Visual appearance of the front of the house

If most of the houses in your area are made of red brick and have tins roofs, it may be hard to get approval for a rendered frontage and tile roof. It can be useful to walk around your neighbourhood and take in some of the common features such as verandahs and brick styles so that you can incorporate these in some way into your house design. Equally, the fencing can make a huge difference to the way that your house fits into the 'streetscape'.

Set back from the path

While land can be a premium, especially in blocks that have been subdivided, it's generally important to have the house set back to a similar level from the street or path rather than directly butting up to one of the block boundaries.
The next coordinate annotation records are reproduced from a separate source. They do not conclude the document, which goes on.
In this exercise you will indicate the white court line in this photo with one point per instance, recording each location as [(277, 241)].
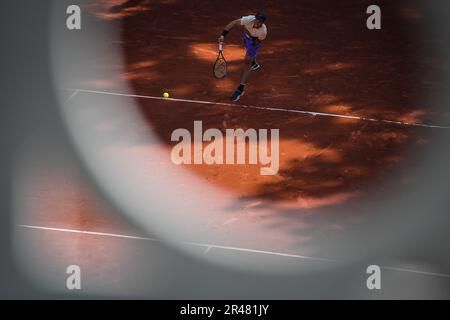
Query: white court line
[(207, 247), (71, 96), (312, 113)]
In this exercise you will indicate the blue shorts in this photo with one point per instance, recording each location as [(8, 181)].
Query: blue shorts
[(252, 48)]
Your council may even give specific guidance on how far the house needs to sit from the front boundary. 


While more houses in traditional areas expand upwards, it's good to monitor the eyeline so that the majority of the second storey sits back from the front of the house, rather than the house being taller at the front of the home. This provides an appearance that is more sympathetic to an area where there are older and lower styles of houses. 


While much of the focus on sympathetic designs is around the front of the house, the sides and back of the house also need to blend into the neighbourhood. This includes the need for back-facing extensions and second storey homes to have windows that don't allow them to look into their neighbours' living areas and yards. Home designs can be modified so that they still include a lot of natural light. This can include high slit windows, frosting on windows and windows that face into roads and lanes rather than yards. 

If you are looking to get a building approved in a heritage area, then it can be useful to get an experienced contractor to write a report to the council, detailing how the design is sympathetic to the character of the nearby homes. This can help speed the review process and increase your chances of gaining building approvals.